Cash strapped consumers can now get burger meals more cheaply at many pubs than at McDonald’s or Burger King, as the fast food outfits have been forced to raise prices, reports FoodManufacture.co.uk

The website quotes figures from Shore Capital showing that, since 2008, the price of a Big Mac has increased by 30% to £2.79, having held the £2 level for the best part of a decade.

The price of a Big Mac meal – which includes fries and a drink – had reached £4.89 on the UK high street, while an average Burger King Whopper meal currently retailed for £5.89, Shore Capital said.

It claimed that, with over 1,200 stores in the UK, McDonald’s was clearly the price-setter when it came to the burger.

With the average price of a burger and fries in pubs now £5, Shore Capital analyst Greg Johnson said it was now attractively priced against fast food chains.

“Although meal deals at McDonald’s and Burger King Meal include a beverage, portion sizes, a significantly wider menu and level of service must be taken into account at the pubs,” added Johnson. “A Big Mac weighs in uncooked at 3.2oz and a Big King at 4oz. This compares to a typical weight of 6-8oz across a number of the pub restaurant concepts we have looked at.”

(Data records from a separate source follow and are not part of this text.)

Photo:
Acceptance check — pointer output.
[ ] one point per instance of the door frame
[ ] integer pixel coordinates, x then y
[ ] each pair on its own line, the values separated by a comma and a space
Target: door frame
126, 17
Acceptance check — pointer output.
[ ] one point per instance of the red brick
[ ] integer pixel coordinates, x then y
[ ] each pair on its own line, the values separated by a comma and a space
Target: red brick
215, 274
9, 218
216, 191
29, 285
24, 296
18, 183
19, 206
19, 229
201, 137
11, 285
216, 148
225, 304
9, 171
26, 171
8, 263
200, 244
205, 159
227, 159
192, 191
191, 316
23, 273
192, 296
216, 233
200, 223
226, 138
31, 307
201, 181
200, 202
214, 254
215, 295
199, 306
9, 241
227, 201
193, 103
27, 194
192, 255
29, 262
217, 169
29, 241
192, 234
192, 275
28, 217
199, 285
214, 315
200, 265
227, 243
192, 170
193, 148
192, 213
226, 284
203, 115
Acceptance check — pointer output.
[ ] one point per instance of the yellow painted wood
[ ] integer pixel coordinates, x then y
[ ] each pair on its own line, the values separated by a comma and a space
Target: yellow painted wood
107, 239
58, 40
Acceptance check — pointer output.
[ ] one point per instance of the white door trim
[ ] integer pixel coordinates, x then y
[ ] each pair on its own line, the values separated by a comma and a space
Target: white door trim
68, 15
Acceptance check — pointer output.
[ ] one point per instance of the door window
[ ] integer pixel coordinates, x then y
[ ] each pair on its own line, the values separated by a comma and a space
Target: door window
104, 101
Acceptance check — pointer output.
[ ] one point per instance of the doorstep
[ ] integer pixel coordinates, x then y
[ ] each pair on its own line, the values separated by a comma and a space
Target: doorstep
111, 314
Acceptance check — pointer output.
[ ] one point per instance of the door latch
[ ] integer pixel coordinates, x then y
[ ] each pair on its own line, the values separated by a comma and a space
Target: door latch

Johnson added that pub chain operators had been less keen to raise prices compared with fast food restaurants, making dining at pubs an “increasingly affordable treat”.

“At Hungry Horse, the average price of a main meal increased by just 6.7% between 2008 and 2013 to £5.03. This compares with 30% for a Big Mac and UK consumer price index of 15%,” he added. “A burger, chips and coke costs £4.99 at Hungry Horse, the same as in March 2011 and broadly the same price as a Big Mac meal today.”